Right now that means turning Grass Widow into a less consuming venture. Between tour dates, the three are focusing on other projects, including Mahon’s woodworking, Lew’s filmmaking and Maring’s songwriting for other musical projects.
“I think a really important part of our sustainability is to have full-formed lives outside of the band as well as within the band,” Maring said. “To be honest and to be true to ourselves and to our own creative endeavors outside of the band will only help strengthen our relationships together and what we do together.”
Lew said the desire to maintain that balance could be a sign of age — “I think the older you get, the more you’re like, ‘I don’t want to do stuff I don’t want to do’ ” — and it extends to the band’s approach to touring. The women opt for two weeks on the road instead of five-week stints, so that they stay connected with friends and family.
“We take things into account,” 32-year-old Lew said. “Like, oh, maybe we shouldn’t drive all night and then play a show . . . Or, even though it costs more money to get a hotel room, maybe we should do that instead of sleeping on some 20-year-old’s floor. Because we want to stay a band longer.”
It takes constant tweaking to maintain the equilibrium, but the three agree the output warrants the effort. Balanced people make complementary bandmates, who make harmonious music. That’s a helpful lesson, and not just for musicians.

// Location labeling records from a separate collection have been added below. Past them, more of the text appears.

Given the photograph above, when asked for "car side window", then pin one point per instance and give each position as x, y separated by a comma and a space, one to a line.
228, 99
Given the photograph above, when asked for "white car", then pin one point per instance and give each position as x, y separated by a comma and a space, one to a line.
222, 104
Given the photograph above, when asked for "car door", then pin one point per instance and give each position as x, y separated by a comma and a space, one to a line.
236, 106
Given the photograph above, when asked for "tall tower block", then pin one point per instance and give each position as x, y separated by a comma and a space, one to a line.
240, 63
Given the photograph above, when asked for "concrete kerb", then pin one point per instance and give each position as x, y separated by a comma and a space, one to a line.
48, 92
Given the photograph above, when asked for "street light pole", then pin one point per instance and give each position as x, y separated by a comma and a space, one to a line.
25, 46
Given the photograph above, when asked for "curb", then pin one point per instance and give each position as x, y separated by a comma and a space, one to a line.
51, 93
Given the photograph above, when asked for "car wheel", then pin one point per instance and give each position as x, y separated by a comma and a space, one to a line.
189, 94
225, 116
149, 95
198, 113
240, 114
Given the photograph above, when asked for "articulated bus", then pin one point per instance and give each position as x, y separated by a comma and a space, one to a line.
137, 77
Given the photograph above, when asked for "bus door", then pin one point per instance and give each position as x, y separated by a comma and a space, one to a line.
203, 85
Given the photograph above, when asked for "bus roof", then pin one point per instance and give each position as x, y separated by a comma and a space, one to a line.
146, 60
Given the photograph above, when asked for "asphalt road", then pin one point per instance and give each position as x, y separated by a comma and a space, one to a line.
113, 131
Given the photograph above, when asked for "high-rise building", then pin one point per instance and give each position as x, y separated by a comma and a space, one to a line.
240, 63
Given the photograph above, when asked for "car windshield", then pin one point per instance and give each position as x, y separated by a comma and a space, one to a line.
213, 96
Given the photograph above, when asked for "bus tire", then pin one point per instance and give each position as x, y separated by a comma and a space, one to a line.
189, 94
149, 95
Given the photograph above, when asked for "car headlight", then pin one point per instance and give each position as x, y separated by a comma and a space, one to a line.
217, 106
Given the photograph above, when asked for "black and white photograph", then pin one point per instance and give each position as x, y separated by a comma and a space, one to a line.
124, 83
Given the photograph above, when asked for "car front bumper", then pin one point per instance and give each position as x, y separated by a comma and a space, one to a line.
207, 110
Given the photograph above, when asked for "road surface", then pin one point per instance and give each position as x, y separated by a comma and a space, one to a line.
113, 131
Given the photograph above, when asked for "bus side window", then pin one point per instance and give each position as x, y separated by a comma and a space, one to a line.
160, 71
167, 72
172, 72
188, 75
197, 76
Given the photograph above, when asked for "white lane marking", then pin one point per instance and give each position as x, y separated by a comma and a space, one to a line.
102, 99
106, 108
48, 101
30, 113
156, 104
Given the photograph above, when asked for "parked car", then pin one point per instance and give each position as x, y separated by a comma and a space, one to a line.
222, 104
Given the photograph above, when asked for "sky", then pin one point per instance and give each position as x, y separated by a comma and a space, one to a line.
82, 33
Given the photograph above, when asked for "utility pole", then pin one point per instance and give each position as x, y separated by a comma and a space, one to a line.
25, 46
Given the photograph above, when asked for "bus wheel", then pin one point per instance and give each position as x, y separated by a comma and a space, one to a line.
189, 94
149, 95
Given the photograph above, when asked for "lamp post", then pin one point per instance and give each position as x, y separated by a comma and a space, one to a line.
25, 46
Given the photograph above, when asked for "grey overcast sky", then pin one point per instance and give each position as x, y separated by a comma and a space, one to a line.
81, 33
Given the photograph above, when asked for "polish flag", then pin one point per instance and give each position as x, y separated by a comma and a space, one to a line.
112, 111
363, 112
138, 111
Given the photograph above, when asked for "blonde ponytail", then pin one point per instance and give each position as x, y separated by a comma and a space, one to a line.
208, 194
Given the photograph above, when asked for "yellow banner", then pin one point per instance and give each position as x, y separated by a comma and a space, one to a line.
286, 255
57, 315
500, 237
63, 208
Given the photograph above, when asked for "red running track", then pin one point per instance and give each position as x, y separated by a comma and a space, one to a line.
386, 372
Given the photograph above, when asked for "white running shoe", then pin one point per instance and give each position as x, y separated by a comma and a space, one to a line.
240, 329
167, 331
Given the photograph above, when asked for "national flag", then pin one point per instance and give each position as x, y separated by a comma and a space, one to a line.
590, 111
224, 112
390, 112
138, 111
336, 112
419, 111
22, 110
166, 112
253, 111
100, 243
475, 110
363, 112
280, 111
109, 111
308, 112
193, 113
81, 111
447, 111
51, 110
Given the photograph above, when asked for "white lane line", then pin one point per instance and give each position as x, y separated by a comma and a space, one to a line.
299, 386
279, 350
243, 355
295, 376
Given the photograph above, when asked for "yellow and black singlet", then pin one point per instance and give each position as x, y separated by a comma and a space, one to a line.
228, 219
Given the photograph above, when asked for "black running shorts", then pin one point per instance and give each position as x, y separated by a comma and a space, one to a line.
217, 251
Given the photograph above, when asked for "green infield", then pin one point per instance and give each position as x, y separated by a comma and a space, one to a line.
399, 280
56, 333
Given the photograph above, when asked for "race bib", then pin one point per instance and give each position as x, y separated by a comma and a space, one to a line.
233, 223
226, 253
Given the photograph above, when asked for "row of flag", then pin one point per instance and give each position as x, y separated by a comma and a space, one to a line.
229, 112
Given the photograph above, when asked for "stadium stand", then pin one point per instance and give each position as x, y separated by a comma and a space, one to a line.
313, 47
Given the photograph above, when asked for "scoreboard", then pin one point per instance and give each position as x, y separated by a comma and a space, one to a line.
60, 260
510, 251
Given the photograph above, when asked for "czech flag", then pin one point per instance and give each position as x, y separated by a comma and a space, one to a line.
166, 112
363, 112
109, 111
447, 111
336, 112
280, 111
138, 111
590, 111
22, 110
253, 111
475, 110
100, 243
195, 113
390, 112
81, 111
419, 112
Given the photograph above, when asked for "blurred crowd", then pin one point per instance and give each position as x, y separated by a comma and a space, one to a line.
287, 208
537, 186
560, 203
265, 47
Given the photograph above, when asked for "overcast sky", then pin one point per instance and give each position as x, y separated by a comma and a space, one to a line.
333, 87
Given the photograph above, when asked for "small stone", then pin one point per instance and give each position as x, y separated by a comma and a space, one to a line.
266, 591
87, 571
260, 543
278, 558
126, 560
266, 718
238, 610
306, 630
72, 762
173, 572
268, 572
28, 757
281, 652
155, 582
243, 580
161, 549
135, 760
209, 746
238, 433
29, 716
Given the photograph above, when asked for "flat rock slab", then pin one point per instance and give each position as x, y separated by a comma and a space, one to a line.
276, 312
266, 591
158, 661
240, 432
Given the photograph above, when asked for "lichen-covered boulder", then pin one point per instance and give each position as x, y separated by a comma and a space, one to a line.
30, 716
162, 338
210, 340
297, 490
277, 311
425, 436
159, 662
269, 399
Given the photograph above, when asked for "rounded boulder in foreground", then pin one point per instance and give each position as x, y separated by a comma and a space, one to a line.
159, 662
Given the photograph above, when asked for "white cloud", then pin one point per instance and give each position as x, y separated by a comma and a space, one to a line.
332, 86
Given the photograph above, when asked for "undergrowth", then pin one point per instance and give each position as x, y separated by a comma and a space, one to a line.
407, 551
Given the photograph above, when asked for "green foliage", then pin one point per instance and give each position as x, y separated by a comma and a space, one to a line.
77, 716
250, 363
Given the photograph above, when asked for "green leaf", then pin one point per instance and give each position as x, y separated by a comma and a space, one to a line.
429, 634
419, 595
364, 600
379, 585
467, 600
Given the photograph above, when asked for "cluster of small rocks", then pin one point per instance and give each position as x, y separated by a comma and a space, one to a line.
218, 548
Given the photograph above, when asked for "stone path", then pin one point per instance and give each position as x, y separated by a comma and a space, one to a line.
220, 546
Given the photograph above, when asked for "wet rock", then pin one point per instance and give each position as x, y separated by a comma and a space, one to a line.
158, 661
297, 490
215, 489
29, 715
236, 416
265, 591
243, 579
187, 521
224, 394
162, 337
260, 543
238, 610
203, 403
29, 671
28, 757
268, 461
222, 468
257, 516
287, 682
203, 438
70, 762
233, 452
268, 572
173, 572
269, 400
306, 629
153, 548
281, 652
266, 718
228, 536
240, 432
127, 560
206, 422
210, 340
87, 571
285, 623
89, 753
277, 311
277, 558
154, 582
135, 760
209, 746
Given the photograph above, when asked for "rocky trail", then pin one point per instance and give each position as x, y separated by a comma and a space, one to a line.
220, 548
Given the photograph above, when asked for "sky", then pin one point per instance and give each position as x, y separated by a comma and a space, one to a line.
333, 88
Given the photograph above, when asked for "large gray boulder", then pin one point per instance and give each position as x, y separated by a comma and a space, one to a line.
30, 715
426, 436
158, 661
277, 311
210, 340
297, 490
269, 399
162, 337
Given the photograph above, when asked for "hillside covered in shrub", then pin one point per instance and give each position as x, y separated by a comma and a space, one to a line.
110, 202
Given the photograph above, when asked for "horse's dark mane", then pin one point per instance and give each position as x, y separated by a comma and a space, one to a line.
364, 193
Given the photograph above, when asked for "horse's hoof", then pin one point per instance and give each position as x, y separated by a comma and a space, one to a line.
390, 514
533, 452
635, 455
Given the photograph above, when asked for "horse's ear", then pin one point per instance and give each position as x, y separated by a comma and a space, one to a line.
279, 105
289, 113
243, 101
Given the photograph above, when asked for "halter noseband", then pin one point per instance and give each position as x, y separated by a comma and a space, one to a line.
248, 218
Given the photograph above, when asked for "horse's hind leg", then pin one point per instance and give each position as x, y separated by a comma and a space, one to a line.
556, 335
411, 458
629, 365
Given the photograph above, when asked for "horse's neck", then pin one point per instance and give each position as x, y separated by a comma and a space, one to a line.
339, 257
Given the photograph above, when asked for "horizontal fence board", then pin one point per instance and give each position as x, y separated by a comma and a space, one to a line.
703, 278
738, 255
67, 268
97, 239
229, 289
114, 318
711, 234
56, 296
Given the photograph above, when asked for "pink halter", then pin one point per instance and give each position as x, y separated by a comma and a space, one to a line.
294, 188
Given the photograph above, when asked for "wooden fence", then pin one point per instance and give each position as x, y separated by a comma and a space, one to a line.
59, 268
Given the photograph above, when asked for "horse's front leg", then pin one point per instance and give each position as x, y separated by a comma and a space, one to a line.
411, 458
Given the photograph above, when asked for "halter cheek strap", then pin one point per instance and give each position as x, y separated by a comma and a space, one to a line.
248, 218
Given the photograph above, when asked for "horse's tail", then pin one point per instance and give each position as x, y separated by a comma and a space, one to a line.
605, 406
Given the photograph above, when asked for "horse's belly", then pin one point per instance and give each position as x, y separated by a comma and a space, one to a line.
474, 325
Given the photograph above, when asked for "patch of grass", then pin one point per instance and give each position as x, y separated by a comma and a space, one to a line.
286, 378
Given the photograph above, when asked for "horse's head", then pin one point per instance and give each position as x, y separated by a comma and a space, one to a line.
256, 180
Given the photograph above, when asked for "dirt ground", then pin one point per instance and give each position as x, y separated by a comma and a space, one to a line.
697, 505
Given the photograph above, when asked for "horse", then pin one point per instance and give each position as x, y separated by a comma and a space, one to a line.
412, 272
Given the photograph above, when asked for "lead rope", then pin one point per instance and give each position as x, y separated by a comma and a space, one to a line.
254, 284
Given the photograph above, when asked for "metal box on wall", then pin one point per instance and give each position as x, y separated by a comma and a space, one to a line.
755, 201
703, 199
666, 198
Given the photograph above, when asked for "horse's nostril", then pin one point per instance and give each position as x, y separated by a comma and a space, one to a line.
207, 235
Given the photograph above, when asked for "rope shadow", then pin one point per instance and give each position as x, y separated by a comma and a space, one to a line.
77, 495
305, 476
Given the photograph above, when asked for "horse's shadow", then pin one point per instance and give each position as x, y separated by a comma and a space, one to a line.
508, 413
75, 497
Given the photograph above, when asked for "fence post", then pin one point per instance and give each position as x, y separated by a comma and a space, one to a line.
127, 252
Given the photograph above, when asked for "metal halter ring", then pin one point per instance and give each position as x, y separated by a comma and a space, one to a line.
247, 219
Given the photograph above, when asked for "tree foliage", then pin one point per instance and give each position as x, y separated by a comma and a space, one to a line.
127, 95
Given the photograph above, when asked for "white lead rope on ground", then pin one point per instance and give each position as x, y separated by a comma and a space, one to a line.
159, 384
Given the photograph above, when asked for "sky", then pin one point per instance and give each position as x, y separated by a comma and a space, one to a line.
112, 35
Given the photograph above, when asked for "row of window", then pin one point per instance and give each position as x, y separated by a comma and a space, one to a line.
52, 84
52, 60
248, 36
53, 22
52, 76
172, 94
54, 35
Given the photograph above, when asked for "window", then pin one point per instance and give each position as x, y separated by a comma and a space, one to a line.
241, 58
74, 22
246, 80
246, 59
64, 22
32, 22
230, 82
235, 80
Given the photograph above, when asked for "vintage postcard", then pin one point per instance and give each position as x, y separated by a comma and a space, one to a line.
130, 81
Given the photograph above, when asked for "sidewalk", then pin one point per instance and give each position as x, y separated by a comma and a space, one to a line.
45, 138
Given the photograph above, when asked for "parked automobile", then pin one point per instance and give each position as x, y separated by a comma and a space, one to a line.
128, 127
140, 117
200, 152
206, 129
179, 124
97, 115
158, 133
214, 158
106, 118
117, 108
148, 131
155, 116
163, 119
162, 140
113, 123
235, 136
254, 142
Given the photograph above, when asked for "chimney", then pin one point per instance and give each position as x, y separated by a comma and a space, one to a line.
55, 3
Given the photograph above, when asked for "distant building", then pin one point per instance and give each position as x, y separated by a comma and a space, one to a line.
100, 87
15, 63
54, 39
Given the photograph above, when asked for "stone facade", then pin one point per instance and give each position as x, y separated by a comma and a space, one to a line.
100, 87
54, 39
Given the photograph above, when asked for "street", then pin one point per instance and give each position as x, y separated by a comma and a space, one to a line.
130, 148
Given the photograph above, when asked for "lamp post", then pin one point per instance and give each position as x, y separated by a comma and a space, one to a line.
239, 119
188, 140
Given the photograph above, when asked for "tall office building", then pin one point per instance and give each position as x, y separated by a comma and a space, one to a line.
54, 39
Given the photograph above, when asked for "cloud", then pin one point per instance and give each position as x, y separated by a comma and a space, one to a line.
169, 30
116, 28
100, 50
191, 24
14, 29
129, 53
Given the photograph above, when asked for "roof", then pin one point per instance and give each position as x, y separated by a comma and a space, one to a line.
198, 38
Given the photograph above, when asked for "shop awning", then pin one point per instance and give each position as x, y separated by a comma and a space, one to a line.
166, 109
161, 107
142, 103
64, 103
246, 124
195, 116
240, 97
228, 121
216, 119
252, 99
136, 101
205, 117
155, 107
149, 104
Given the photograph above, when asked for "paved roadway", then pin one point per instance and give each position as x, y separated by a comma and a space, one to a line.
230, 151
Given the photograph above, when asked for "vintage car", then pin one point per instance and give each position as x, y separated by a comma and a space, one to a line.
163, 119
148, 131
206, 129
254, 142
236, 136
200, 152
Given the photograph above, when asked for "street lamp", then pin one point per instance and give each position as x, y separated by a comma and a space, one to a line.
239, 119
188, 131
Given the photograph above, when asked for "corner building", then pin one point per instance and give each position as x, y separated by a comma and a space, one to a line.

“This is really the longest committed relationship I’ve ever been in, and I’d say that it’s the most successful,” Maring said. “Everything we’ve been through together has taught me that it is possible to have that commitment to someone. And that’s affected my friendships, it’s affected all of my relationships. I’m really grateful for that.”
9:30 p.m. Sunday. Comet Ping Pong, 5037 Connecticut Ave. NW. 202-364-0404. www.cometpingpong.com. $10.